How to cut apricot in summer

Summer pruning is called “chasing” and serves to rejuvenate the plant. Its ultimate goal is to maximize yield and growth. It will be right to cut apricot from the end of May to mid-June, but this is not done every year, but every three years. Also you should not prune in dry weather, when the tree receives little moisture.

In the summer, it is necessary to shorten the shoots that are actively increasing for the current year to a length of 20-30 cm. Within a couple of weeks, young growth will appear on them. It is necessary to leave only 2-3 of these shoots, to get rid of the rest. By the time of the onset of autumn, the wounds will be tight, the foliage is fully regenerated, and the secondary shoots will acquire buds, which later turn into fruits.

Autumn pruning apricot

In the fall, your main goal is to get rid of diseased branches in order to restore the balance between deciduous and fruit shoots. Each fruit branch must be cut to one third the length. A sick, dried or damaged shoots completely cut off.

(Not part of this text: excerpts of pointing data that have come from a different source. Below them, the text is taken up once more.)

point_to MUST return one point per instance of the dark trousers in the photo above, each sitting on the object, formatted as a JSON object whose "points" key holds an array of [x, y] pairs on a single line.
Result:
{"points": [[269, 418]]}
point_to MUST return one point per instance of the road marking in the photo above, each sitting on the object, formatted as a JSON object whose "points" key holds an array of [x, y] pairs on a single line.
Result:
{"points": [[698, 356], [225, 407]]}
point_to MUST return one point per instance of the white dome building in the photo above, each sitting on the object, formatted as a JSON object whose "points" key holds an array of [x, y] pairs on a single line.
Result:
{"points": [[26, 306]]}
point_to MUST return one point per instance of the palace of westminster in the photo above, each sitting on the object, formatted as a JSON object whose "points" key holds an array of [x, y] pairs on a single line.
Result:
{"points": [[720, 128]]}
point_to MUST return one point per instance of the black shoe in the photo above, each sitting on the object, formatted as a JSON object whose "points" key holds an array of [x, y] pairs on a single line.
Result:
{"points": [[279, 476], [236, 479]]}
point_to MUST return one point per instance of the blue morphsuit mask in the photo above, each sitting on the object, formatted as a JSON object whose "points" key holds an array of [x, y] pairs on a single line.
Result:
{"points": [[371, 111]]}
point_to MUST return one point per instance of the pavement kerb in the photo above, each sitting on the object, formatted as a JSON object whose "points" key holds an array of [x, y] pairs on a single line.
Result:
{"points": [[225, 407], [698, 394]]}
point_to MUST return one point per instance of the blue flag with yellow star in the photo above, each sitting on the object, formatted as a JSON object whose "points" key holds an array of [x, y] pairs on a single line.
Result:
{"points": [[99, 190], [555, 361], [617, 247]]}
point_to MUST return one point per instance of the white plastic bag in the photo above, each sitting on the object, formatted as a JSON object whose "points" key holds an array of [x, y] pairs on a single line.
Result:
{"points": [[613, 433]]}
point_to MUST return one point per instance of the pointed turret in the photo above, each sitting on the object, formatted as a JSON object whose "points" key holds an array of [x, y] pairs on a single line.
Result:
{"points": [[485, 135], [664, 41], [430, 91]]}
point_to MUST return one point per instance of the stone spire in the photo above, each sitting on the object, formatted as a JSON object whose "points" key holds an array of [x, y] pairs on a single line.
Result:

It is best to do this in the middle of October, but if the weather is rainy or there are early frosts, you can do without the procedure. Pruning apricots in the fall is especially important for apricots with early or medium fruiting periods.

How exactly does the trimming process

First, you need to prepare tools that can be useful: a garden knife, pruner, lopper and saw-hacksaw. Before you start pruning, disinfect them in a special solution (these can be potassium permanganate, iron vitriol, alcohol-containing wet wipes). Also, all cutting parts must be very sharp.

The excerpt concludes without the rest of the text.